Uma semana depois, em Alvalade, de novo o Sporting empatado. Minuto 59 — menos dez do que em Moreira de Cónegos: Jovane entra para o lugar do apagado Misic. Com ele, uma avalanche de velocidade e irreverência. Nem cinco minutos depois, cruzamento com régua e esquadro para a cabeça de Nani, que bisou para um triunfo que parecia impossível até à entrada do luso-caboverdiano.

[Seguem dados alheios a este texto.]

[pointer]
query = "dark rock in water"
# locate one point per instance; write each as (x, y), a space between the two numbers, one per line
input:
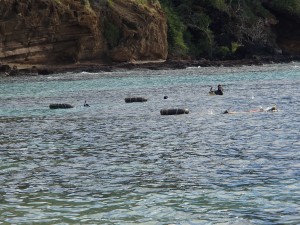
(5, 68)
(60, 106)
(44, 72)
(174, 111)
(135, 99)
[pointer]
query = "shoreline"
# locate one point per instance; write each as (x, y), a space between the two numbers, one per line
(18, 69)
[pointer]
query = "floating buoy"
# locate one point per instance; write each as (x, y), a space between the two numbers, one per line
(135, 99)
(60, 106)
(174, 111)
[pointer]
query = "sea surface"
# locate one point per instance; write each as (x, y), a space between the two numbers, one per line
(124, 163)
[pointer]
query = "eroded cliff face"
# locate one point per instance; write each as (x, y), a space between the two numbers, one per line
(68, 31)
(143, 31)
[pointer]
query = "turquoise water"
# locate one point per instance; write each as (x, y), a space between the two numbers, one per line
(118, 163)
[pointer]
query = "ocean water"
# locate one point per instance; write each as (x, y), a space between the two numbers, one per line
(120, 163)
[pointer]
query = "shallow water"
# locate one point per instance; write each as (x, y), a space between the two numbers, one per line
(118, 163)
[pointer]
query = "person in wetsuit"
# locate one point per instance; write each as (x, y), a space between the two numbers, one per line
(217, 92)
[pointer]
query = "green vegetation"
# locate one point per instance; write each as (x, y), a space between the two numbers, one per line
(176, 29)
(217, 28)
(291, 7)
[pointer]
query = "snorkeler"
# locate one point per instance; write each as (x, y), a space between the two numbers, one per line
(217, 92)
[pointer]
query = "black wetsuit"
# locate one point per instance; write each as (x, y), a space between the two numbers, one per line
(218, 92)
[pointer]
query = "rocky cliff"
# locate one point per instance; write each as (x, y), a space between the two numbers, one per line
(68, 31)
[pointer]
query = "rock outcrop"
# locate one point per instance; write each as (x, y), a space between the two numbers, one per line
(67, 31)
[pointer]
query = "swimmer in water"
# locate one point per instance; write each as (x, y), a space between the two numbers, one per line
(217, 92)
(85, 104)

Pim pam pum. Passam duas jornadas e o Sporting está — adivinhe lá? — empatado a meados da segunda parte. O jogo mastigado, as transições travadas, a bola a chegar lá à frente longa e às três pancadas. Sem acutilância. Minuto 66, sai Jefferson, entra Jovane. Vinte minutos depois, volta a ser decisivo. Mas desta vez, não a cavar penalidades nem a dar a marcar. O jovem de 20 anos vestiu, ele próprio, a camisola de super herói, viu Raphinha a ganhar o corredor direito, Ristovski a entrar para o cruzamento, Castaignos a falhar a emenda, a bola a chegar redondinha para os seus pés e a sair deles em forma de golo. À terceira foi de vez e o avançado, que foi aposta de Peseiro esta temporada, estreou-se a marcar pela equipa principal e logo com aqueles golos que valem três pontos.

Foi o ponto alto de uma carreira de leão ao peito que já vai que na quinta época consecutiva. Jovane nasceu na Assomada, em Santiago (Cabo Verde) e chegou ao Sporting na época de 2014/15 para integrar a formação de juvenis. Rapidamente subiu aos juniores, sob a alçada do técnico Tiago Fernandes e, ainda no primeiro ano no escalão, foi chamado à equipa B — onde, em 2016/17 fez 20 jogos e um golo, o mesmo somado na temporada seguinte, em 14 partidas. Foi na equipa secundária que trabalhou com João de Deus que, uma vez, o descreveu como “um culturista que joga futebol” — dado o “desenvolvimento muscular fora do normal”.

Foi despertando a atenção de Jorge Jesus, que lhe deu dez minutos em campo frente ao Oleiros, para a Taça de Portugal, mas a grande oportunidade chegou pela mão de José Peseiro. Foi amor à primeira vista. O técnico não prescinde do extremo na convocatória e até o utilizou, no final do encontro com o Feirense, para enviar recados a Matheus Pereira — outro produto da formação leonina que acabou por ser emprestado por divergências com o treinador. “É estes jogadores que a formação tem de ter. Não são aqueles que fogem quando não são titulares. Não é falta de respeito quando um jogador não é convocado. É destes que é preciso, que quando vão lá para dentro dão tudo e não escrevem nada. É destes, estes são o caminho do Sporting”.